The Terra community reveals a reimbursement plan for LUNC investors who lost a massive amount of fees after the tax burn activation during September 21-28, 2022.
The Terra network and its founder Do Kwon built a significant dominance in the crypto space in four years, but it all came to an end with an unexpected collapse last year, wiping $60 billion from the crypto market. However, the Terra community promises investors and traders to return a certain part of the fees as it recently revealed a proposal which aims to reimburse lost fees during the period of September 21-28 last year, after the implementation of a 1.2% tax burn on the Terra Classic blockchain. The total reimbursement is 295 million LUNC tokens that were incorrectly taxed and will be reimbursed through a community pool spent on the users who lost funds during this period.
Terra Provides Solution For LUNC Investors
During the LUNA crash, investors made billions in losses, and several crypto exchanges criticized Terra for developing a manipulation in the system. In fact, the South Korean government’s investigations have revealed that UST and LUNA tokens surged significantly during the crash and brought a lucrative opportunity for crypto exchanges to tax incorrect amounts from transaction fees.
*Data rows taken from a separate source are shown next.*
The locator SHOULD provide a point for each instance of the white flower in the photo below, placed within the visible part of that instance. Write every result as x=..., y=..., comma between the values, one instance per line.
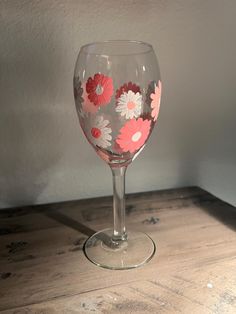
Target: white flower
x=129, y=105
x=98, y=132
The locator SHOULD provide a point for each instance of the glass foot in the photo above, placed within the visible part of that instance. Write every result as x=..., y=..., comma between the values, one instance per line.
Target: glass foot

On 23 January, Terra Classic core developer Edward Kim introduced a statement to reimburse investors that lost LUNC fees between September 21-28 last year. It is revealed that some transactions witnessed a failure, but the burning tax was levied, causing investors to lose their LUNC tokens after the 1.2% tax burn activation on 21 September. According to Kim, transactions made on the testnet were executed successfully, but transactions on Columbus-5 faced gas computations hovering around the border of success and failure.
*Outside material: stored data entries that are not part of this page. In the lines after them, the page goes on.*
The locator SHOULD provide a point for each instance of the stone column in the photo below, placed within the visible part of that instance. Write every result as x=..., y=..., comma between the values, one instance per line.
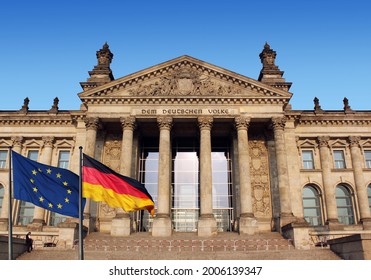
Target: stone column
x=16, y=147
x=162, y=222
x=328, y=188
x=247, y=222
x=286, y=215
x=121, y=224
x=46, y=158
x=207, y=222
x=92, y=125
x=359, y=180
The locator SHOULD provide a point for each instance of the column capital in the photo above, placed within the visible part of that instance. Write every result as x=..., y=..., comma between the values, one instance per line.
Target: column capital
x=323, y=141
x=128, y=123
x=278, y=123
x=48, y=141
x=17, y=141
x=165, y=122
x=92, y=123
x=242, y=122
x=205, y=122
x=354, y=141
Here’s How The Plan Will Get Executed
Terra Classic tax burn has caused a stir among the LUNC investors. Recently, there has been an increasing discussion about the consequences of the Terra network’s native token, Luna Classic (LUNC). The Terra Luna Classic (LUNC) burn tax signifies that, on all transactions made through the Terra network, 1.2% of each movement will be applicable and will go to token burning. In other words, 1.2% of all operations will be destroyed in order to reduce the total supply of LUNC tokens and rescue it from any kind of sudden collapse like LUNA.
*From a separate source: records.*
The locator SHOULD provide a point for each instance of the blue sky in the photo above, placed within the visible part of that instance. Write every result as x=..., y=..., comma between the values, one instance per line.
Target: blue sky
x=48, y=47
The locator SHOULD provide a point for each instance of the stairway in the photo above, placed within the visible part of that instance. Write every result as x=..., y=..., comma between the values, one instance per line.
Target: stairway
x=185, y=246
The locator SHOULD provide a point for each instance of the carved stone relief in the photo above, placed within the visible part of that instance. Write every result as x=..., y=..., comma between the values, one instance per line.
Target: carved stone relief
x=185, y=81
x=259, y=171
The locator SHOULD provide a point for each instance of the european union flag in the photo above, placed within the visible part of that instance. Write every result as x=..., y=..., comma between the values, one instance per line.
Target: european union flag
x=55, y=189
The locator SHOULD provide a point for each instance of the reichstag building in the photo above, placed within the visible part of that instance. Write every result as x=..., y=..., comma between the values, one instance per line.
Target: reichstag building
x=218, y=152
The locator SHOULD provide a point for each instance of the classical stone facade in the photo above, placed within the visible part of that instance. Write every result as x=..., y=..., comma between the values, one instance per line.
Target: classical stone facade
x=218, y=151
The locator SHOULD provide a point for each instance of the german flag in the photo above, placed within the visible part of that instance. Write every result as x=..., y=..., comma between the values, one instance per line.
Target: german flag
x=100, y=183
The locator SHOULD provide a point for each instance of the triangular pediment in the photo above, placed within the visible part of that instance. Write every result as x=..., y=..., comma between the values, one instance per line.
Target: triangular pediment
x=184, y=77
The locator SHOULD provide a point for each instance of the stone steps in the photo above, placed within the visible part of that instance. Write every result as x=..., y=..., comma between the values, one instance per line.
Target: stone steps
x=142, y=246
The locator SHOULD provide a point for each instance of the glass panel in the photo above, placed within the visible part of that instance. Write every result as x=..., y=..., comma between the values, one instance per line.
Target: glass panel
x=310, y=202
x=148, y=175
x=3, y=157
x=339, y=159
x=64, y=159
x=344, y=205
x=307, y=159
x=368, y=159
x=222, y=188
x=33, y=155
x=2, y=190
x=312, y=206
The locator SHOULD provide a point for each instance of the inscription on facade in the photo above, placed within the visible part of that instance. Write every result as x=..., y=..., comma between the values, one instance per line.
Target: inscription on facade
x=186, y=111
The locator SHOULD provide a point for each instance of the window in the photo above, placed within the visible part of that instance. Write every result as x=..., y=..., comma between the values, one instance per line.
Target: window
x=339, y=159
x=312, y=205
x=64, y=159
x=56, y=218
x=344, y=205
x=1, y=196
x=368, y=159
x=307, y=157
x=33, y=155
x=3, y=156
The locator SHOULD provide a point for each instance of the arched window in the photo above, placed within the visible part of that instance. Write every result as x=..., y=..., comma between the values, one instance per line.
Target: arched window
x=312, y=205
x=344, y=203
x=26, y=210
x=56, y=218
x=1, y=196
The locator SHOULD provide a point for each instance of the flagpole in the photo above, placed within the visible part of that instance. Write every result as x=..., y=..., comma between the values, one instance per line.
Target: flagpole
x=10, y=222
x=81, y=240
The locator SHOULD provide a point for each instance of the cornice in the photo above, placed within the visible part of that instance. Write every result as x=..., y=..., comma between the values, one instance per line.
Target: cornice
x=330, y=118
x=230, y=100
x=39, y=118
Software developer and Terra Classic contributor StrathCole tracked 10927 transactions that failed during the period, and the total reimbursement stands at 295 million LUNC tokens. Out of total reimbursement, 165 million LUNC tokens came from CEX wallets, and the remaining LUNC tokens were from unidentified CEX wallets. The Terra Grants Foundation (TGF) will communicate to CEXs to find the best way to reimburse LUNC tokens. However, the proposal made it clear that wallets with reimbursements of under 10 LUNC will not be reimbursed.
The developers of the Terra ecosystem have already built scripts on GitHub to reimburse LUNC tokens to their respective owners. TGF will reimburse 2,214 wallets with 5-10 million LUNC, which makes it 131 million LUNC tokens.
However, any excess amount that will not be identified will return to the community pool. Terra Classic influencer ClassyCrypto made it clear to the community that reimbursing lost LUNC fees to the community caused by an error on the chain will eventually prioritize users’ trust in the platform. As the LUNC price shows bullish potential in the price chart as the total staked LUNC also crossed the 900 billion mark again last week, the community votes on important proposals to increase the burn rate and enhance the chain.